El domingo de Ramos se levantaron pronto para ir a la procesión. Mientras María Teresa y los niños ponían la mesa para el desayuno, se acercó a la cuadra y estuvo un rato observando a Tequila, un caballo Pura Raza Española con capa torda de tono canoso que compró hace dos años. El día anterior lo montó dando un paseo por la zona del Priorato de Santa María y al regreso les cayó un pequeño chaparrón; quería asegurarse de que el animal estaba bien. Le pasó el cepillo a la vez que lo acariciaba y se quedó tranquilo.
Por la tarde, David me llamó para contarme los detalles, “te voy a enviar unas fotos que hice”. Cuando las recibí, una de ellas removió los recuerdos de lo que durante tanto tiempo fue una realidad en mi casa: teníamos un caballo para los trabajos del campo y salíamos adelante con el fruto de la tierra, gracias al esfuerzo del caballo y la generosidad del cielo.
Entró en casa cuando mis padres volvieron del viaje de novios y salió trece años después, el mismo día que un tractor entraba para ocupar su lugar.

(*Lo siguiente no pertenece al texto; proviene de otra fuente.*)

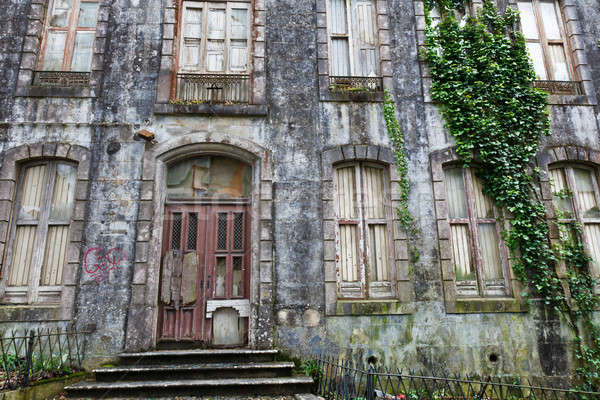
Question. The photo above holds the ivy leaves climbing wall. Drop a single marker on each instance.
(481, 79)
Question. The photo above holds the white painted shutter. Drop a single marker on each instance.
(191, 42)
(338, 29)
(238, 36)
(365, 38)
(215, 45)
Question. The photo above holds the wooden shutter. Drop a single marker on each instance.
(191, 37)
(339, 38)
(366, 60)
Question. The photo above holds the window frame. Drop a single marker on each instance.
(34, 292)
(545, 43)
(352, 40)
(71, 30)
(478, 286)
(577, 213)
(180, 40)
(367, 286)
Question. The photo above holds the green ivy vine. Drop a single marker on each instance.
(482, 80)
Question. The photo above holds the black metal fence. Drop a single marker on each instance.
(28, 356)
(342, 380)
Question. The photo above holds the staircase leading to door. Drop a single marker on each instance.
(172, 373)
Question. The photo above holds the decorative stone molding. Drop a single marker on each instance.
(8, 184)
(402, 303)
(454, 303)
(150, 231)
(31, 51)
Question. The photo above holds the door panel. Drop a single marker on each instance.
(205, 258)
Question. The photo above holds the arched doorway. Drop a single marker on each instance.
(205, 271)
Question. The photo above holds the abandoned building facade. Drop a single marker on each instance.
(219, 172)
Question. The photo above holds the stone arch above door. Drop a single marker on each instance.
(142, 319)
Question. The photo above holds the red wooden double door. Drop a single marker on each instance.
(205, 258)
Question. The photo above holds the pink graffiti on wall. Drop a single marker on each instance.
(98, 263)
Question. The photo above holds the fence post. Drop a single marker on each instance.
(28, 357)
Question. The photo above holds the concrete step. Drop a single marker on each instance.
(190, 387)
(165, 357)
(194, 371)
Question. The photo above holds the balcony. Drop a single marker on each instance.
(62, 79)
(213, 89)
(355, 84)
(560, 87)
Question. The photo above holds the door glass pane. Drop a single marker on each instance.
(490, 253)
(340, 57)
(59, 16)
(528, 20)
(560, 192)
(176, 232)
(461, 250)
(55, 51)
(349, 261)
(551, 21)
(338, 17)
(221, 274)
(222, 231)
(82, 53)
(537, 57)
(237, 289)
(560, 68)
(455, 188)
(483, 204)
(55, 255)
(592, 233)
(32, 192)
(63, 195)
(21, 257)
(192, 231)
(374, 192)
(378, 253)
(346, 193)
(88, 14)
(585, 193)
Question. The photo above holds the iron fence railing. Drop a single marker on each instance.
(343, 380)
(61, 78)
(27, 356)
(356, 84)
(220, 89)
(560, 87)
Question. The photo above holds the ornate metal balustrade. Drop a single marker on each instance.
(355, 84)
(61, 79)
(220, 89)
(560, 87)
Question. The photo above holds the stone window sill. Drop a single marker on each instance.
(487, 305)
(372, 307)
(242, 110)
(28, 313)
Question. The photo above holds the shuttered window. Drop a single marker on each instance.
(363, 231)
(353, 42)
(40, 231)
(69, 35)
(477, 251)
(577, 198)
(543, 28)
(214, 38)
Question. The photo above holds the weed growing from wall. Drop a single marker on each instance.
(482, 80)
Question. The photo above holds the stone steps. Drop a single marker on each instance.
(173, 373)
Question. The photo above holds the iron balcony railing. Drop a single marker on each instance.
(350, 84)
(28, 356)
(344, 380)
(219, 89)
(61, 78)
(560, 87)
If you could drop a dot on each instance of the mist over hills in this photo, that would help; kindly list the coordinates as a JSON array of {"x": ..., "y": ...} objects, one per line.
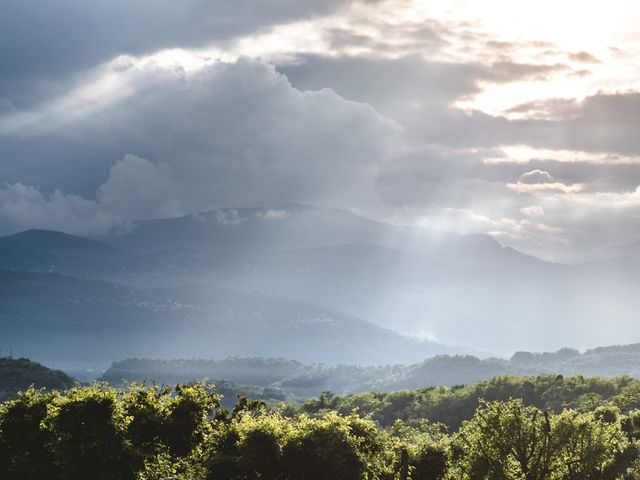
[
  {"x": 365, "y": 275},
  {"x": 52, "y": 317},
  {"x": 308, "y": 380}
]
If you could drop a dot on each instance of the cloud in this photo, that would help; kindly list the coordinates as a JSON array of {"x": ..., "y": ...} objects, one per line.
[
  {"x": 228, "y": 134},
  {"x": 536, "y": 176},
  {"x": 43, "y": 44},
  {"x": 583, "y": 57}
]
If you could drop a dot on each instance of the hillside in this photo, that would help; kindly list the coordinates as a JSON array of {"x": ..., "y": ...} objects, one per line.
[
  {"x": 464, "y": 290},
  {"x": 19, "y": 374},
  {"x": 54, "y": 317},
  {"x": 304, "y": 380}
]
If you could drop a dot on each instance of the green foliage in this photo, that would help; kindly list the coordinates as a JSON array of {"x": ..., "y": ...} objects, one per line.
[
  {"x": 453, "y": 405},
  {"x": 19, "y": 374},
  {"x": 160, "y": 433}
]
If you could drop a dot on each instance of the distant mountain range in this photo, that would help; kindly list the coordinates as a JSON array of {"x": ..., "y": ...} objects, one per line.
[
  {"x": 52, "y": 317},
  {"x": 365, "y": 275},
  {"x": 300, "y": 380}
]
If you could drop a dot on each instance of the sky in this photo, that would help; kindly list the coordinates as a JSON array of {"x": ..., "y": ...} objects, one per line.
[{"x": 515, "y": 119}]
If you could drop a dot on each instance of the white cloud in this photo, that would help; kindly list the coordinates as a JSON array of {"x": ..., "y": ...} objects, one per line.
[
  {"x": 536, "y": 176},
  {"x": 227, "y": 134}
]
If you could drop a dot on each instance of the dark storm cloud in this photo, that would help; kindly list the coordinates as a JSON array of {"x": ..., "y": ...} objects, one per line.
[
  {"x": 230, "y": 134},
  {"x": 43, "y": 43},
  {"x": 395, "y": 85}
]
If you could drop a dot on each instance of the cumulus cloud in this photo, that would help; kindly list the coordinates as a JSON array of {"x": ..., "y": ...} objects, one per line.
[
  {"x": 42, "y": 43},
  {"x": 536, "y": 176},
  {"x": 229, "y": 134}
]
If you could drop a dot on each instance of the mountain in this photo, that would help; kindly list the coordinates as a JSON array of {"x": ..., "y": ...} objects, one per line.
[
  {"x": 51, "y": 251},
  {"x": 303, "y": 380},
  {"x": 19, "y": 374},
  {"x": 58, "y": 318},
  {"x": 461, "y": 290},
  {"x": 619, "y": 251},
  {"x": 251, "y": 230}
]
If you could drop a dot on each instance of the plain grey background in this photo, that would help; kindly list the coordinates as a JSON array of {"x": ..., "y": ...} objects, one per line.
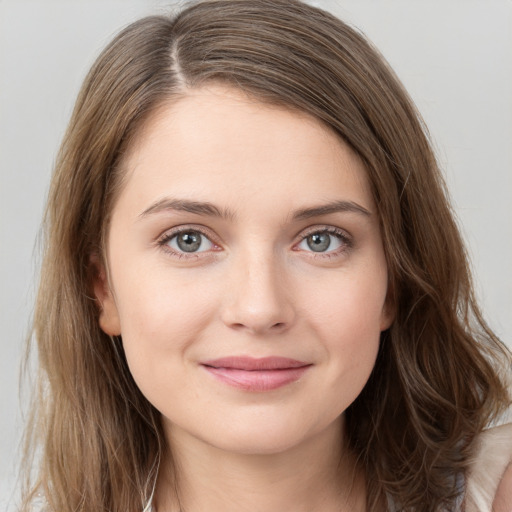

Se había hecho mayor, la tierra exigía un esfuerzo que le superaba. Mi padre se debatía entre el cariño por el animal y la responsabilidad familiar. Tomó la decisión con el corazón partido, sin manifestar su lucha interior, poco dado a compartir sentimientos. Ni le preguntamos ni nos habló de su destino. Todos miramos hacia adelante, pero Bayo -así le llamábamos por el color de la piel- se había hecho un sitio en nuestro corazón que el tiempo no ha podido borrar.
Gracias a esa preciosa fotografía, he revivido con orgullo una etapa de la historia de mi familia tejida a base de caballo, tierra y cielo.